Minimum-Variance Hedge Ratio in Portfolio Theory
The Setup
You are:
- Long one share of stock A
- Considering a short position of \( h \) shares in stock B
Let:
- \( \mathrm{Var}(R_A) = \sigma_A^2 \)
- \( \mathrm{Var}(R_B) = \sigma_B^2 \)
- \( \mathrm{Corr}(R_A, R_B) = \rho \)
Objective
Choose \( h \) to minimize the variance of your net position:
\[ \mathrm{Var}(R_A - h R_B) \]
Step-by-Step Solution
We compute:
\[ \mathrm{Var}(R_A - h R_B) = \sigma_A^2 + h^2 \sigma_B^2 - 2h \rho \sigma_A \sigma_B \]

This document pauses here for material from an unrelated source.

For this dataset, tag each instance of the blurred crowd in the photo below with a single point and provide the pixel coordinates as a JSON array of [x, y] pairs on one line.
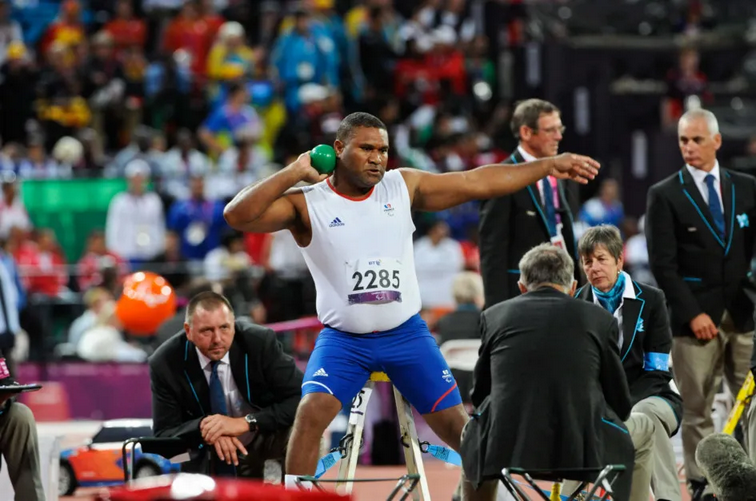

To minimize, differentiate with respect to \( h \):
\[ \frac{d}{dh} \mathrm{Var}(R_A - h R_B) = 2h \sigma_B^2 - 2 \rho \sigma_A \sigma_B \]
Set derivative to zero:
\[ 2h \sigma_B^2 = 2 \rho \sigma_A \sigma_B \Rightarrow h = \frac{\rho \sigma_A}{\sigma_B} \]
Final Answer
\[ \boxed{h = \frac{\rho \sigma_A}{\sigma_B}} \]
This is the minimum-variance hedge ratio, the amount of B to short to optimally hedge your position in A.